Après plusieurs jours de silence je reprends la plume pour vous le dire à mon tour: Rester chez vous ! Queda te en casa! Ce n’est pas de la blague. Nous sommes tous en danger de mort et surtout potentiellement capables de passer la maladie, de tuer sans le vouloir les proches que nous aimons.

Je pense à nos amis, nos frères Espagnols qui sont en pleine tourmente. Le nombre d’infectés, de malades et de morts ne cesse d’augmenter de manière vertigineuse dans la Péninsule et sans doute c’est ce qui attend la France. La réaction de nos voisins a été digne, disciplinée, calme, responsable. Ils nous ont donné une leçon collective à nous Français qui nous nous sommes distingués par notre égoïsme et notre irresponsabilité. Même si les atermoiements de nos chefs ont une part de responsabilité dans ce comportement lamentable nous sommes désormais mal placés pour donner des leçons aux autres pays. Ce mardi matin encore, nous avons, en France, une attitude déplorable de fuite, stockage inconsidéré, de je m’en foutisme global. Bravo l’Espagne solidaire et fraternelle. Vous êtes un grand pays ! Que les antis qui vous méprisent, qui vous décrivent comme un peuple d’arriérés en prennent de la graine.

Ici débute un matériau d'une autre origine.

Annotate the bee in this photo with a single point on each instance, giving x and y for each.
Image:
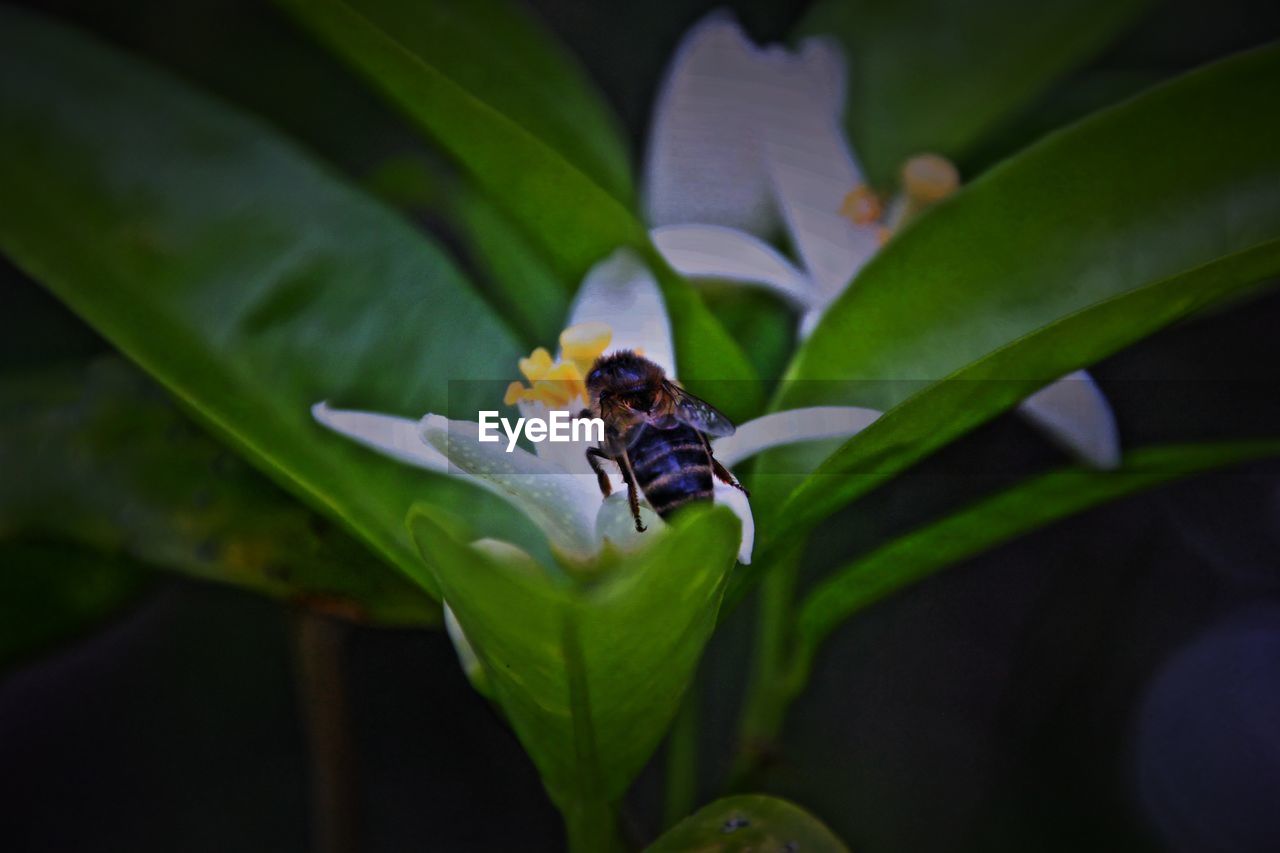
(657, 434)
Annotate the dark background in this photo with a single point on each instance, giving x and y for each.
(1111, 683)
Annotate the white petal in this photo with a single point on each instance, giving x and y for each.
(812, 167)
(741, 506)
(790, 427)
(613, 524)
(824, 62)
(394, 437)
(716, 251)
(563, 505)
(622, 293)
(1074, 413)
(703, 162)
(467, 657)
(570, 456)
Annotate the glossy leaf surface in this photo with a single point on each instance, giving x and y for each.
(938, 76)
(1051, 261)
(238, 272)
(749, 822)
(100, 457)
(590, 673)
(997, 519)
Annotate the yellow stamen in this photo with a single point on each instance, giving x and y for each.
(557, 383)
(583, 343)
(536, 365)
(562, 383)
(928, 178)
(860, 206)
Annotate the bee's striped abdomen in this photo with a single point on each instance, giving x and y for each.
(672, 468)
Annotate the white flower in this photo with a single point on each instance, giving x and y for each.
(618, 306)
(748, 140)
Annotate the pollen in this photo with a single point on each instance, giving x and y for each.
(928, 178)
(860, 205)
(557, 383)
(583, 343)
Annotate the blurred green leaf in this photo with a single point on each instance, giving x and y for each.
(1082, 245)
(749, 822)
(590, 673)
(937, 76)
(496, 92)
(499, 95)
(241, 274)
(995, 520)
(100, 456)
(54, 592)
(513, 273)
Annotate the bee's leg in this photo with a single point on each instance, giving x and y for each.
(722, 473)
(593, 457)
(632, 489)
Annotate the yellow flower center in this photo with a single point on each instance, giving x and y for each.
(928, 178)
(556, 383)
(860, 205)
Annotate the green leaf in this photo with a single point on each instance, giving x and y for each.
(101, 457)
(240, 273)
(1051, 261)
(497, 92)
(749, 822)
(513, 272)
(489, 87)
(997, 519)
(590, 673)
(54, 592)
(938, 76)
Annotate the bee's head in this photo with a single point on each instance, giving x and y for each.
(624, 381)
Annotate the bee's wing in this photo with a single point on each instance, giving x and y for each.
(695, 413)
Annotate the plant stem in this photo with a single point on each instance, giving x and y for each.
(318, 649)
(682, 761)
(772, 683)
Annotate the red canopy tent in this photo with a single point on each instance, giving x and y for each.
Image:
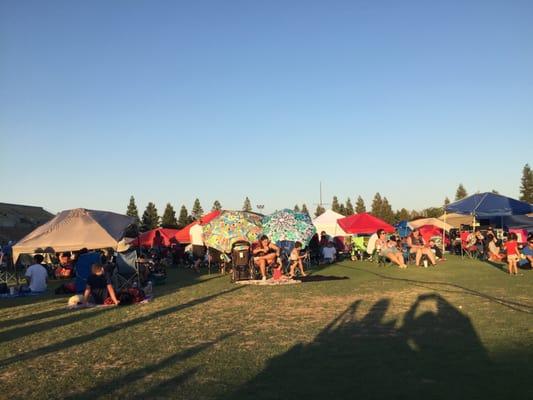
(363, 223)
(147, 238)
(183, 235)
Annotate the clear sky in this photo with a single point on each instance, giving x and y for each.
(173, 100)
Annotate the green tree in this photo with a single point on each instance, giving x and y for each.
(377, 203)
(461, 192)
(216, 206)
(132, 210)
(526, 185)
(401, 215)
(247, 206)
(349, 207)
(197, 210)
(169, 217)
(319, 210)
(335, 206)
(150, 219)
(360, 205)
(183, 219)
(386, 211)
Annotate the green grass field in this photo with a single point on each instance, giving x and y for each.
(463, 330)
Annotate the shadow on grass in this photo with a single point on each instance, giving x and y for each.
(108, 330)
(74, 317)
(513, 305)
(432, 352)
(110, 385)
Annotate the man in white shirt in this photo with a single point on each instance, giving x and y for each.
(37, 275)
(196, 234)
(329, 253)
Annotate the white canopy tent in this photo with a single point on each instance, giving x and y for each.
(75, 229)
(327, 222)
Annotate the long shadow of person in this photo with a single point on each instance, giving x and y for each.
(434, 351)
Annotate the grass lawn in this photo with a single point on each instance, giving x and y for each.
(463, 330)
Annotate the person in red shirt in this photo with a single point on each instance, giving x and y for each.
(511, 247)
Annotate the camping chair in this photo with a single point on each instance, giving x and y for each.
(127, 271)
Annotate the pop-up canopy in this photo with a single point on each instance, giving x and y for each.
(75, 229)
(183, 235)
(327, 222)
(485, 205)
(363, 223)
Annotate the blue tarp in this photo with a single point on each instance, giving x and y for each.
(486, 205)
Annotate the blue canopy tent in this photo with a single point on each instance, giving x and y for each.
(486, 205)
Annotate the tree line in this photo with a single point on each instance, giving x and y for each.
(380, 208)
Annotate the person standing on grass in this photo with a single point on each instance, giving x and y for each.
(511, 247)
(37, 275)
(198, 247)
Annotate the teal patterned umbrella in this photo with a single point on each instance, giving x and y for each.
(288, 225)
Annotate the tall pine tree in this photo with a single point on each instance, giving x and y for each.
(335, 206)
(360, 205)
(216, 206)
(183, 218)
(526, 185)
(247, 206)
(319, 210)
(461, 192)
(377, 203)
(197, 210)
(169, 217)
(349, 207)
(132, 211)
(150, 219)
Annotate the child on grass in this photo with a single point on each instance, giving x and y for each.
(511, 247)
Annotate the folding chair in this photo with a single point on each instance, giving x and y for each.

Nous l’avons vu, Arles, Séville, Castellon, Valence sont reportées et bien d’autres corridas, novilladas ou festivals plus ou moins repérés en France comme en Espagne. Désormais au Mexique annulation ou report se succèdent. Dans quelles conditions se feront les reports ? On ne peut le prévoir. Madrid, « capitale du monde » sera-t-elle touchée ? Elle l’est déjà en ce début de temporada. La San Isidro pourra-t-elle se tenir ? Quid de Nîmes et de Vic ? Ne tirons pas de plans sur la comète. Mais il y a des raisons de s’inquiéter. La féria de Cordoue serait, elle aussi, en passe d’annulation. Pourra-t-on seulement se retrouver aux San Fermin et les férias du nord auront-elles lieu cet été ? Pas d’excès de pessimisme mais la question se pose.

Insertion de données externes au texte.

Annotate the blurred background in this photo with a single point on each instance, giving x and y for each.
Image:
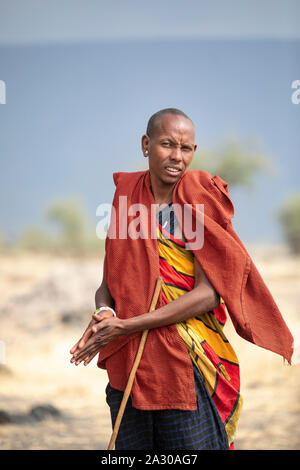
(78, 83)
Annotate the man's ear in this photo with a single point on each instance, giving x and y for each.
(145, 142)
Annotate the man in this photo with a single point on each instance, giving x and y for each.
(186, 390)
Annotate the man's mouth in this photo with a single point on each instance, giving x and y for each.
(173, 170)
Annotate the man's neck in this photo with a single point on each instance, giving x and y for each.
(162, 193)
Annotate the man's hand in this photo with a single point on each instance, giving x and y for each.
(88, 332)
(101, 331)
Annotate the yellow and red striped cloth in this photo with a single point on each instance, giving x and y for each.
(208, 347)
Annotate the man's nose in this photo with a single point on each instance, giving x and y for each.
(176, 154)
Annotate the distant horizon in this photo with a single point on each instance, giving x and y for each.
(75, 114)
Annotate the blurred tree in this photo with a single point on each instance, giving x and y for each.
(289, 218)
(75, 235)
(237, 162)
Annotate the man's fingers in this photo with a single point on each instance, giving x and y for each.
(90, 357)
(85, 337)
(98, 317)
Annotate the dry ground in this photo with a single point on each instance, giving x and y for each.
(45, 302)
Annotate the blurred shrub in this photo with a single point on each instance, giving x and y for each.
(289, 218)
(235, 161)
(75, 236)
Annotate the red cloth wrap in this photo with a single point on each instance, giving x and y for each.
(164, 378)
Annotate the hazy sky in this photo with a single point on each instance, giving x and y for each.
(31, 21)
(84, 77)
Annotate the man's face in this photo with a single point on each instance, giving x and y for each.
(170, 149)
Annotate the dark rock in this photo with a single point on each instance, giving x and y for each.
(4, 417)
(41, 412)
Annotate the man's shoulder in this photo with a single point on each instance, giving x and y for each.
(128, 177)
(205, 179)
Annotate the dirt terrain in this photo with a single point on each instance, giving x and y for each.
(48, 403)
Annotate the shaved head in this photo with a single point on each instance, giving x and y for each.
(155, 119)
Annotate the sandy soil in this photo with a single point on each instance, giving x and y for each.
(45, 303)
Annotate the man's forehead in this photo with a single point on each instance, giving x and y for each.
(174, 125)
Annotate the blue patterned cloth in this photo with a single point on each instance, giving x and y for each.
(200, 429)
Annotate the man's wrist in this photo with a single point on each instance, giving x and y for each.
(103, 308)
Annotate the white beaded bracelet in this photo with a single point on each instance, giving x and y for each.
(101, 309)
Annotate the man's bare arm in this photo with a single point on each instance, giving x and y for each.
(201, 299)
(103, 298)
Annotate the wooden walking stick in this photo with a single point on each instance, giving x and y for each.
(133, 371)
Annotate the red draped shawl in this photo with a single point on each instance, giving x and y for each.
(164, 378)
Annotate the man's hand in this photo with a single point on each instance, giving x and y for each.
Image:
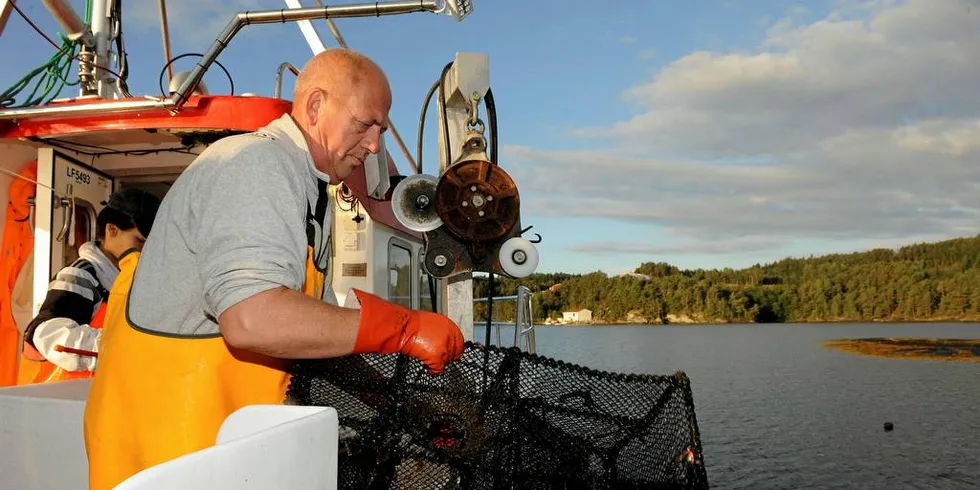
(387, 328)
(64, 332)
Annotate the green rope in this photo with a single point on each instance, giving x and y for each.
(53, 74)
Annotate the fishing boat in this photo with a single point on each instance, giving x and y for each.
(414, 238)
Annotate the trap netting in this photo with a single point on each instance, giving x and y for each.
(504, 418)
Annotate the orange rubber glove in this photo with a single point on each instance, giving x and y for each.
(388, 328)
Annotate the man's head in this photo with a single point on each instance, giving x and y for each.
(341, 102)
(126, 220)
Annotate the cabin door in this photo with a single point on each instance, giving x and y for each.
(64, 216)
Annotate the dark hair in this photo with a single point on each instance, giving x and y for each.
(128, 209)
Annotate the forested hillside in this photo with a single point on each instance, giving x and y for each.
(933, 281)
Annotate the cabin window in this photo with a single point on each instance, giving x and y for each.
(84, 230)
(425, 297)
(400, 274)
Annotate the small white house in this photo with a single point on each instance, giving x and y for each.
(580, 316)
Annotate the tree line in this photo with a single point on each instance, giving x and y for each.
(921, 282)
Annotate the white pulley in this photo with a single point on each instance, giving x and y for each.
(518, 257)
(413, 201)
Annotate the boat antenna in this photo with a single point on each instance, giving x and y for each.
(165, 30)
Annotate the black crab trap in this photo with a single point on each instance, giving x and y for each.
(504, 418)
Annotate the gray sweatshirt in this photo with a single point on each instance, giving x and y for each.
(234, 224)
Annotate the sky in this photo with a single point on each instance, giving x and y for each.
(704, 134)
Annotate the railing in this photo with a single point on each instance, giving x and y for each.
(523, 319)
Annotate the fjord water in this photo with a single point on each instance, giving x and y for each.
(777, 410)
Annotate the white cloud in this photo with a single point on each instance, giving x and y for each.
(862, 125)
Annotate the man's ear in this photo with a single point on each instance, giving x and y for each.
(313, 103)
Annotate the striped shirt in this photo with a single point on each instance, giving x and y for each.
(75, 293)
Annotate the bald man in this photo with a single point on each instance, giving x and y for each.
(233, 282)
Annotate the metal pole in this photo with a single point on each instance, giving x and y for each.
(282, 67)
(391, 125)
(178, 99)
(100, 30)
(165, 30)
(292, 15)
(6, 6)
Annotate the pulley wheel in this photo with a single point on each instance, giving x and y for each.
(439, 262)
(477, 200)
(518, 257)
(413, 203)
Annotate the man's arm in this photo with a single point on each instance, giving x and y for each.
(251, 236)
(285, 323)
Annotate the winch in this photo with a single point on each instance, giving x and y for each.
(470, 214)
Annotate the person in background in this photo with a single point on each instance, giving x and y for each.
(234, 281)
(64, 336)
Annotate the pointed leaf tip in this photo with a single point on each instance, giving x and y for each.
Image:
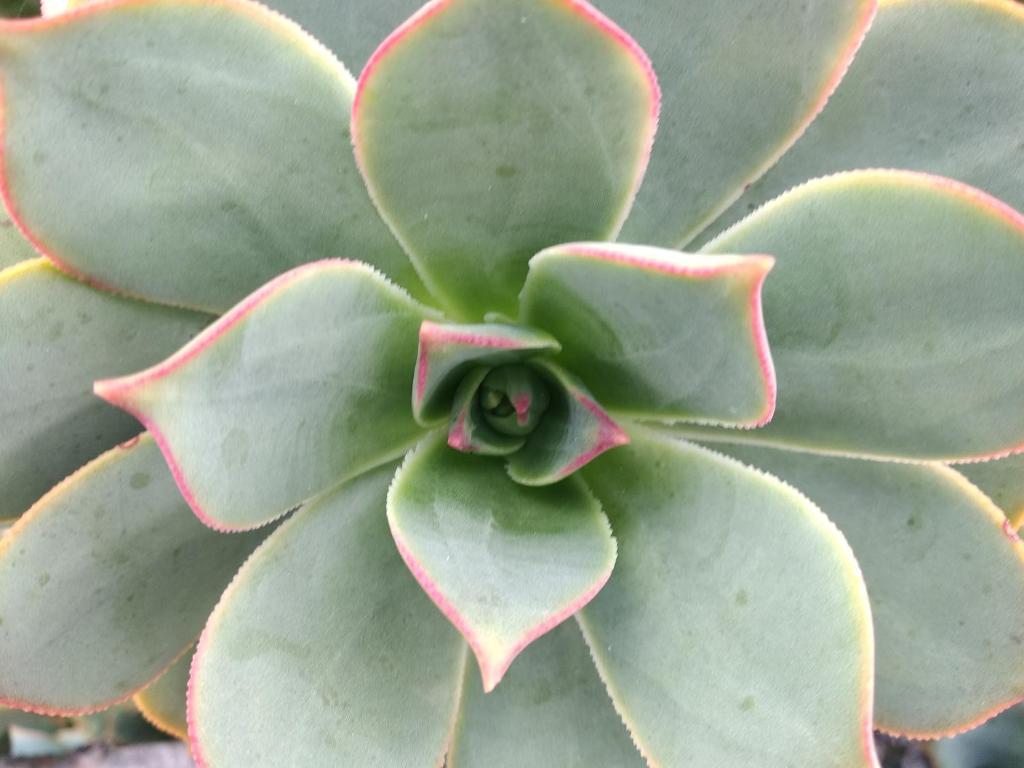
(486, 132)
(505, 563)
(658, 334)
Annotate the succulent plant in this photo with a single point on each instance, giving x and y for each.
(418, 368)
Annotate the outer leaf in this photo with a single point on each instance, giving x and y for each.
(216, 131)
(104, 583)
(57, 335)
(504, 562)
(1004, 481)
(881, 116)
(487, 131)
(303, 384)
(350, 30)
(712, 555)
(894, 311)
(655, 333)
(550, 712)
(13, 248)
(996, 744)
(163, 704)
(448, 352)
(572, 432)
(326, 622)
(946, 585)
(742, 80)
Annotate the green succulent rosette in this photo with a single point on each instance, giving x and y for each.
(438, 467)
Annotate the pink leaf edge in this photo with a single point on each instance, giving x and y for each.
(121, 391)
(585, 9)
(699, 266)
(493, 669)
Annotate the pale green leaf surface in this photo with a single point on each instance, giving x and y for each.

Le secteur taurin va donc durement souffrir et les éleveurs d’abord. Certains nous l’on dit avec émotion. Leurs corridas vont leur rester sur les bras. Ils devront, les envoyer à l’abattoir au prix dérisoire de la viande. C’est d’abord un crève-cœur: tout ça pour ça. Quatre ans de soins pour une issue banale, vulgaire, décevante. Ensuite leur trésorerie en sera durement affectée.

D’ autre part, beaucoup s’appuient sur une activité annexe: touristique et les repas, visites sont annulées ou reportées. Il n’est pas sûr, que les plus fragiles puissent s’en relever. Au stress de la maladie, qui les menace comme tous les citoyens, s’ajoute pour les ganderos, les mayorals, les vaqueros celui de voir des années d’efforts, de sélections, de constitution d’un patrimoine génétique, disparaître avec leurs emploi, leur gagne-pains.

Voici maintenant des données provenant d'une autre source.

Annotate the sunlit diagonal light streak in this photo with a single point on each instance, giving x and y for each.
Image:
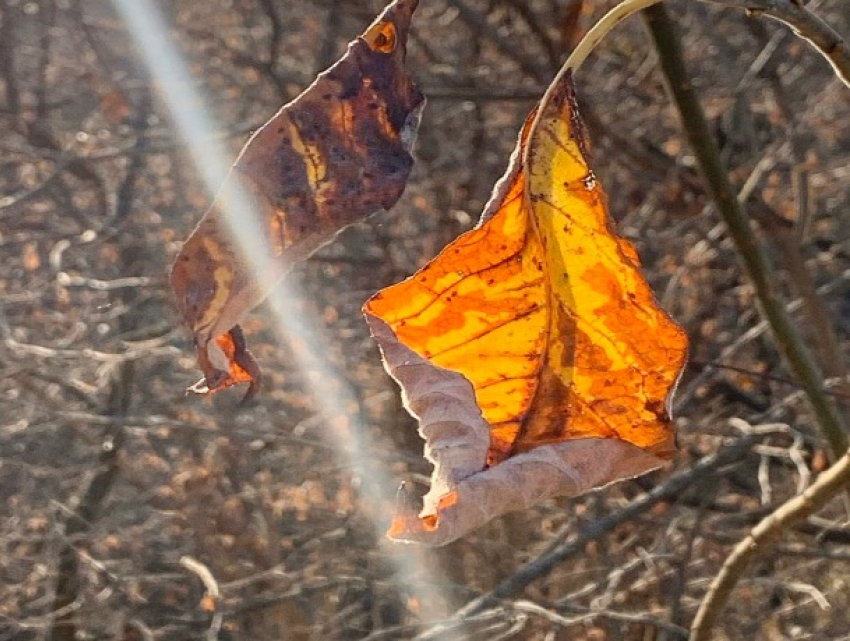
(197, 129)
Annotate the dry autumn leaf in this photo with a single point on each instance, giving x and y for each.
(337, 153)
(531, 350)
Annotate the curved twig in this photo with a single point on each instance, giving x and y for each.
(806, 25)
(828, 485)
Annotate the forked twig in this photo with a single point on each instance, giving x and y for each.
(828, 485)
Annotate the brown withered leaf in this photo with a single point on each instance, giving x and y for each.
(337, 153)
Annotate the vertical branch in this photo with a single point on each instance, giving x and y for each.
(7, 58)
(790, 344)
(67, 590)
(828, 485)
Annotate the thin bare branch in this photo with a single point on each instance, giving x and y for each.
(827, 487)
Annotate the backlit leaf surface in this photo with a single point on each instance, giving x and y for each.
(531, 350)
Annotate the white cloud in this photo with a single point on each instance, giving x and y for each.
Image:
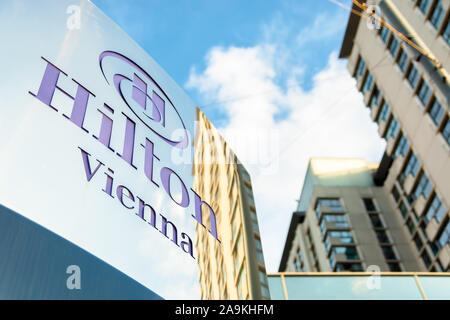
(328, 120)
(324, 26)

Il faut aussi avoir une pensée pour tous les membres de la corporation des plus humbles mozos de espadas aux figuras, en passant par les banderilleros ou picadors. Les plus modestes seront les plus fortement impactés même si les premiers rôles ont engagé des dépenses qu’il faudra bien honorer. Il y a, dans ce milieu, et là je pense surtout aux empresas durement touchées elles aussi, une tendance à engager des frais avant même les rentrées d’argent. Une sorte de pari continu sur l’avenir avant même que l’on n’en connaisse le résultat. Ces pratiques pourraient être fatales à certains.

Il faut, je crois, malgré tout garder le moral. Pour une raison simple : le milieu taurin qui ne peut compter que sur lui-même depuis toujours, est accoutumé aux épreuves. Il subit depuis des décennies les persécutions des antis, des médias, des pouvoirs administratifs et politiques. Il s’en est toujours relevé. Il est dur au mal et il possède une énergie que l’on ne trouve pas ailleurs. Même si la situation est terrible gardons confiance, gardons l’espoir d’un renouveau.